The required approach: stable intent, adaptive execution
The required approach is a form of managed disequilibrium: holding intent stable while allowing execution to adapt continuously. What the evidence supports is neither comprehensive planning before deployment nor broad deployment without design. It is a specific architecture of intent and adaptation.
The elements that must be held stable are the ones that do not require deployment experience to define. Strategic intent, meaning the domains in which AI should generate value and the performance standards it must meet, can and should be defined before deployment begins. Governance architecture (the decision rights, risk thresholds and accountability frameworks set out in Speed by design: Governance and the architecture of AI transformation) must be established before material operational exposure is committed. Organisational learning ownership (the internal responsibility for making sense of deployment experience) must sit with the enterprise, not with vendors or partners.
The elements that must be allowed to evolve are the ones that cannot be defined without deployment experience. The specific operating model (how work is divided between humans and AI systems, how processes are redesigned, how oversight is structured) will be shaped by what deployment reveals. Workflow design will change. The human-AI division of labour will shift as capability and confidence develop. The scale and sequencing of further deployment will be determined by what is actually learned, not by what was projected.
This is the difference between what Amazon distinguishes as one-way and two-way doors: decisions that are difficult or impossible to reverse, and decisions that can be revisited as understanding improves.7 The former require rigour before commitment. The latter should be made quickly, at the right level, with explicit learning logic built in.
Henry Mintzberg's distinction between deliberate and emergent strategy, first articulated in 1985, is directly applicable here. Effective strategy, Mintzberg argued, is neither fully planned nor fully improvised. It holds intent stable while allowing execution to adapt continuously to what the environment reveals.8 For agentic AI transformation, that insight is not an academic observation. It is the practical design principle.
What this looks like in practice
Five disciplines separate the four per cent of organisations scaling AI effectively from the majority deploying it without material impact.

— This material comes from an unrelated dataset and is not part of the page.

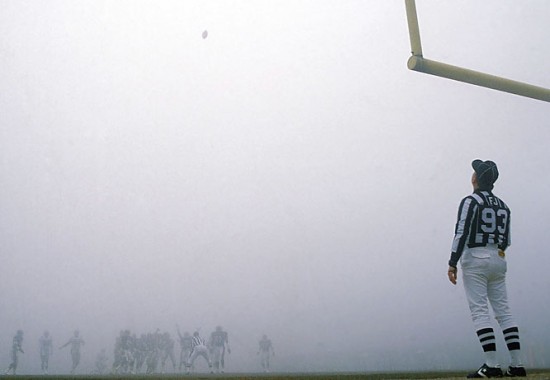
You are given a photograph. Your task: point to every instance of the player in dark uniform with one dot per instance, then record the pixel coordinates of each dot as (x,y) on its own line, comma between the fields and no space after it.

- Define intent at enterprise level, before deployment begins. This is not a capability inventory or a use case map. It is a clear statement of the performance standards AI must meet, the domains in which it should generate value, and the governance boundaries within which deployment can proceed. JPMorgan Chase established this architecture (a top-down mandate, proprietary data infrastructure and a managed portfolio of governed use cases) before scaling AI across 60,000 employees. The result included a 95 per cent reduction in anti-money laundering false positives and a projected $2 billion in AI-generated value.9 The return was not despite the architecture. It was because of it.

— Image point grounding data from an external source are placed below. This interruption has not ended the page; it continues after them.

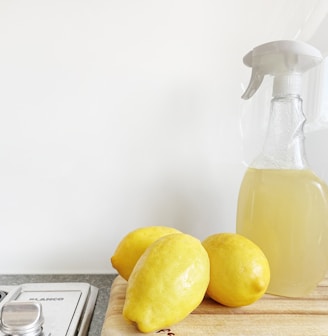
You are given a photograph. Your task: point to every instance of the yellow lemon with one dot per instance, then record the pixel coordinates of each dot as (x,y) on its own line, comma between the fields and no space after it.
(168,282)
(133,245)
(240,272)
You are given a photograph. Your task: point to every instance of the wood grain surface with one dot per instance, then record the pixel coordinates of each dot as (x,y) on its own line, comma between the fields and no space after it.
(269,316)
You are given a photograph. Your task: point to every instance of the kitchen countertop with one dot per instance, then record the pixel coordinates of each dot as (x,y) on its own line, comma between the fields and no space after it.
(102,281)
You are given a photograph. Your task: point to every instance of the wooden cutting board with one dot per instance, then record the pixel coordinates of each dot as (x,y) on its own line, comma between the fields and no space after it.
(269,316)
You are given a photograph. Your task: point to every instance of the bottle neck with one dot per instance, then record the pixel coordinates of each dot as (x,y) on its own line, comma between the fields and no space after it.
(284,144)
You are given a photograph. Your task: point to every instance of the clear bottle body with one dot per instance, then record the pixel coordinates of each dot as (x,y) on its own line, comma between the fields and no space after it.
(283,205)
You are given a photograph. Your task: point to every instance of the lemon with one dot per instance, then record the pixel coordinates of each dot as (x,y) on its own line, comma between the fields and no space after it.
(240,272)
(132,246)
(168,282)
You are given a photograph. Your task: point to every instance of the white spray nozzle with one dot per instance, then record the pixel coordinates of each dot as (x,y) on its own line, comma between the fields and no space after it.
(286,60)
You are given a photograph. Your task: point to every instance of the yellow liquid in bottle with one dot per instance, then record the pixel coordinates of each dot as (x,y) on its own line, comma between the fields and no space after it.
(285,212)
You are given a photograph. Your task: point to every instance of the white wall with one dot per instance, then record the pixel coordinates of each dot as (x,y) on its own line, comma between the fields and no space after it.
(121,114)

- Deploy initially in high-value, bounded domains. The purpose is not minimum viable product thinking — it is structured exposure to real operating conditions. It is that bounded deployment generates the specific learning that enterprise-level operating model design requires: what the technology actually does in context, where human oversight is essential, and what workflow redesign is needed to realise value. Investec's initial AI deployment focused on a specific, high-stakes operational domain (regulatory document processing) with defined performance criteria and explicit progression conditions. The learning that deployment generated informed subsequent operating model decisions across the business.10
- Instrument learning by design. Learning from AI deployment does not accumulate automatically. Organisations must build the measurement and feedback infrastructure to capture it: performance against defined criteria, workflow redesign experience, human override patterns and edge-case failures. Without instrumentation, learning is anecdotal. With it, deployment experience becomes the design input for the next operating model decision. This is the mechanism through which governance architecture stays current with operational reality.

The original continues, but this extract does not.